On est chez lui. On attend la pizza qu’on a commandée. Il a une envie folle de me manger, qu’il me dit, tout de go, comme ça, en train de remplir les coupes de vin dans la cuisine, alors que je suis dans le salon en train d’imaginer la suite des choses. Une bonne prise, l’artiste, décidemment. Je précise par contre que je viens tout juste de finir mes menstruations et qu’il se pourrait que quelques gouttes de sang soient encore dans les parages. Il décide d’y aller quand même.
J’ai des règles très strictes en ce qui concerne le safe sex. Je ne prends pas contact avec les fluides de l’autre à moins d’avoir vu des résultats de tests. Je ne ferais jamais de cunnilingus sans dental dam. Si une autre personne décide de m’en offrir un, en toute connaissance de cause, je suis preneuse. Les risques que je cours dans cette situation sont minimes et sont de ceux que je suis prête à prendre pour ne pas devoir baiser en armure de latex.
Donc, quand, plus tard, il demande une fellation, je demande un condom. Ça ne fait pas son bonheur. Interruption des jeux, discussion safe sex.
— Mais t’es safe?
Je lui dis que je n’ai pas fait de tests depuis longtemps. Je lui explique mes règles.
— Mais tu es tout à fait safe, on peut se passer de condom!
Et toi, de toute évidence, tu ne l’es pas du tout si tu te fies à la parole d’une inconnue comme ça.
Il finit par plus ou moins me foutre à la porte avec une excuse bidon : il aurait pensé à quelqu’un à qui il n’aurait pas dû penser, du coup, ça lui a tout coupé.
Le lendemain, dans ma boîte de courriels, un message : « Je peux pas croire que tu m’as laissé boire ton sang et que tu n’as pas voulu mettre ta bouche sur ma bite. »
Il faut le donner aux artistes, ils ont le sens du drame.
Douche froide
Conversation avec un copain (enfin, une connaissance…) sur les bains vapeur du gym qu’on fréquente tous les deux.
— Ah, je déteste le sauna du Y!
Comme je suis moi-même plutôt pas mal très satisfaite dudit bain vapeur, je suis perplexe. Pourquoi? Trop chaud? Trop bruyant? Pas assez spacieux? … ?

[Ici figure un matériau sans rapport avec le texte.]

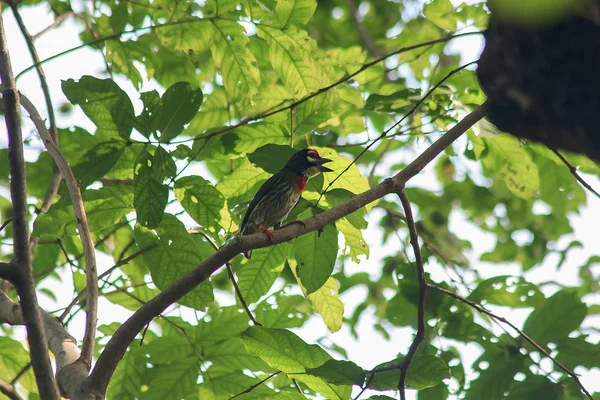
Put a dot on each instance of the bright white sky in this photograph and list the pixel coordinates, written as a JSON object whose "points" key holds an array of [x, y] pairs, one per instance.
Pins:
{"points": [[372, 348]]}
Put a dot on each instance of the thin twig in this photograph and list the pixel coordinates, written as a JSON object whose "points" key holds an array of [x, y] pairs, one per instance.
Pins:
{"points": [[574, 172], [251, 388], [127, 332], [420, 335], [87, 242], [5, 223], [21, 372], [59, 20], [25, 283], [539, 348], [236, 288], [9, 391]]}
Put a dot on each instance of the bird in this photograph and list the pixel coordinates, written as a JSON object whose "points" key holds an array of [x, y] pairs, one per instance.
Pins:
{"points": [[278, 196]]}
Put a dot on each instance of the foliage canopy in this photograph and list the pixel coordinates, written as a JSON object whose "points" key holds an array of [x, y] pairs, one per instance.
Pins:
{"points": [[239, 85]]}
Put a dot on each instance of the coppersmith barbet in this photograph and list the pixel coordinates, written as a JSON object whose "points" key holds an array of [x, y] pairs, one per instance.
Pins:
{"points": [[278, 196]]}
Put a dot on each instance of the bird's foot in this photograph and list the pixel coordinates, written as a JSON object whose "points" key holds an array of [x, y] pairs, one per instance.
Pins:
{"points": [[292, 223], [267, 231]]}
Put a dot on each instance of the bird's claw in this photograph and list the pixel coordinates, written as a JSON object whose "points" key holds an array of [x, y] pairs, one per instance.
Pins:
{"points": [[267, 231]]}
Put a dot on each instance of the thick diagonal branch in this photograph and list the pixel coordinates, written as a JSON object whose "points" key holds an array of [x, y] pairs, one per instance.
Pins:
{"points": [[503, 320], [25, 283], [70, 372], [117, 345], [83, 228], [420, 335], [56, 178]]}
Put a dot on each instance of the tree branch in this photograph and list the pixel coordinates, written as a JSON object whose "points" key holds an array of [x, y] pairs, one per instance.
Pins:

— Il y a toujours des mecs qui me mattent les fesses!
— Ben maintenant, tu as une idée plus précise de ce que c’est que d’être une femme dans cette société…
— Non, tu comprends pas, je suis pas gay et ce sont de p’tits vieux tout décrépits qui me matent, ils sont pas beaux!
Parce que tu crois que ceux qui me matent dans la rue, ils sont toujours jolis? Et tu crois qu’ils se questionnent sur mon orientation sexuelle avant de se mettre à baver?
Les identitaires en France
— Tu sais qu’il y a un regroupement politique français qui porte le même nom que ton blogue?
— Vraiment?
Petite recherche dans le Web. Résultat : ouch… Impression : c’est un peu comme si j’étais née dans une famille Hitler et qu’on m’avait prénommée Adolf. Sentiment : déprime intense. J’ai même pensé changer le titre de mon blogue pendant un moment. Mais je me dis que le putsch sémantique est beaucoup plus chouette.